Different view but the same takeaway as before.

One thing to note about this chart: coronavirus was the most searched query in January but its importance is dampened on the weighted log odds scale. In April, coronavirus is still a high frequency term but its prominence is placed well below all other new queries during the same time frame.

COVID-19 search stages

Based on the above, it appears our search queries loosely follow a typical marketing funnel but we’ll modify the framework to our use case:

1. Awareness
2. Consideration
3. Management
4. Unease
5. Advocacy (?)

A quick blurb about each…

Awareness: high level and broad informational queries where our users just started learning about the virus.

coronavirus symptoms

what is the coronavirus

coronavirus fatality rate

coronavirus first symptoms

where did the coronavirus come from

Consideration: search terms in this category are focused on what cohorts will be affected by the virus and how best to prepare as news about the pandemic goes mainstream.

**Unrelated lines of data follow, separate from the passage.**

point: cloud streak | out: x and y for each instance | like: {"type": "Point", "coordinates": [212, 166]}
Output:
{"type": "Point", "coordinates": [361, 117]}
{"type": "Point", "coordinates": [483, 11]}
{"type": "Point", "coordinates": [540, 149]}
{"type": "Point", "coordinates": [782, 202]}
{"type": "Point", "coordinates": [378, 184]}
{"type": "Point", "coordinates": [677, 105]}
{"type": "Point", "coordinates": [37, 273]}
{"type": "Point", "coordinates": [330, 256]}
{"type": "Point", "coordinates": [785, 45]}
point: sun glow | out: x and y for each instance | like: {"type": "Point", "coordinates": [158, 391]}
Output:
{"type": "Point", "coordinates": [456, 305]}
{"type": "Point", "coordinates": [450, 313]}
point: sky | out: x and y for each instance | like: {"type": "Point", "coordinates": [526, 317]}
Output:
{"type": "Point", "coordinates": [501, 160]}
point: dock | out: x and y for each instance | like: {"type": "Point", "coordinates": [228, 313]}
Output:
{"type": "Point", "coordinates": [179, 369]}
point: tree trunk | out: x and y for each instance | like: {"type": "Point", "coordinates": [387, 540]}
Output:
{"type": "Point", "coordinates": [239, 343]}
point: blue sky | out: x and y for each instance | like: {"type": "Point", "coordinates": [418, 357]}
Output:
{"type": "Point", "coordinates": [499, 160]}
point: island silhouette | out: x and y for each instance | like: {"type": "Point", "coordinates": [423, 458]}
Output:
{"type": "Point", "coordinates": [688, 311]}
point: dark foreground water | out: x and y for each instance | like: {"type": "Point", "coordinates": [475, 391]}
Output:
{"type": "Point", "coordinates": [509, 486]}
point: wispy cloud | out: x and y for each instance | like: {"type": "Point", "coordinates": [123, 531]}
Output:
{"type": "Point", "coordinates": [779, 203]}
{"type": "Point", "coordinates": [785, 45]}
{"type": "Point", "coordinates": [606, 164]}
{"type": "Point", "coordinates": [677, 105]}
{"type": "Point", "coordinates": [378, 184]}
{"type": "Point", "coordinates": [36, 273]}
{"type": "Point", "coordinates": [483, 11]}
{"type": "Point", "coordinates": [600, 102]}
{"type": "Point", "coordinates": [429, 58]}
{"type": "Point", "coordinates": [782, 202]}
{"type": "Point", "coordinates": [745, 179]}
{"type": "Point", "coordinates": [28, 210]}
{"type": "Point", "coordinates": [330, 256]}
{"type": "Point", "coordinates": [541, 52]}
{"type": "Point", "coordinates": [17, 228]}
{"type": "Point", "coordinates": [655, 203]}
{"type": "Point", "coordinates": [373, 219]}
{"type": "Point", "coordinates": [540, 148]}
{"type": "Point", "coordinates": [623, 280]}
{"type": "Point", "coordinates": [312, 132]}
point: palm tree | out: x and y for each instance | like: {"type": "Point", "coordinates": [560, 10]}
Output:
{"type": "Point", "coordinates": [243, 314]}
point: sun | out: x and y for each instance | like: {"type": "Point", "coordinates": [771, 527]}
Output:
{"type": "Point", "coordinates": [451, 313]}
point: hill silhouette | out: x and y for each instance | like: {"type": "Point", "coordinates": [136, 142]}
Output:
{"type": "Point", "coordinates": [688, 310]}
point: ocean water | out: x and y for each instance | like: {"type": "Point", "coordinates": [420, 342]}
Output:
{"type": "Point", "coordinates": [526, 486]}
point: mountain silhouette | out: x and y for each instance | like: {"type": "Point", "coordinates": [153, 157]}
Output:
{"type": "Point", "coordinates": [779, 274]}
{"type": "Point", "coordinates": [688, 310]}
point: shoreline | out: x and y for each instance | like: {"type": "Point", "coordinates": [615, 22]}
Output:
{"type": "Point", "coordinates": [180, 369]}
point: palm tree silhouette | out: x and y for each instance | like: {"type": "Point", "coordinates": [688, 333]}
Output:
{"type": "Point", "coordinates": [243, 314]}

how to prepare for coronavirus

is coronavirus in [city/state]

how old is california coronavirus patient

are face masks effective for coronavirus

who is dying from coronavirus

Management: this stage of our users seek information on how to live through the pandemic.

[state] unemployment website/claim/portal/assistance

[city/state] lockdown/curfew/quarantine/stay at home

stimulus checks for 2020

working from home coronavirus

covid19 positive messages for high school graduates

Unease: with people stuck inside they are getting anxious and want specific information about what’s going on outside of their homes or to have this all be over with.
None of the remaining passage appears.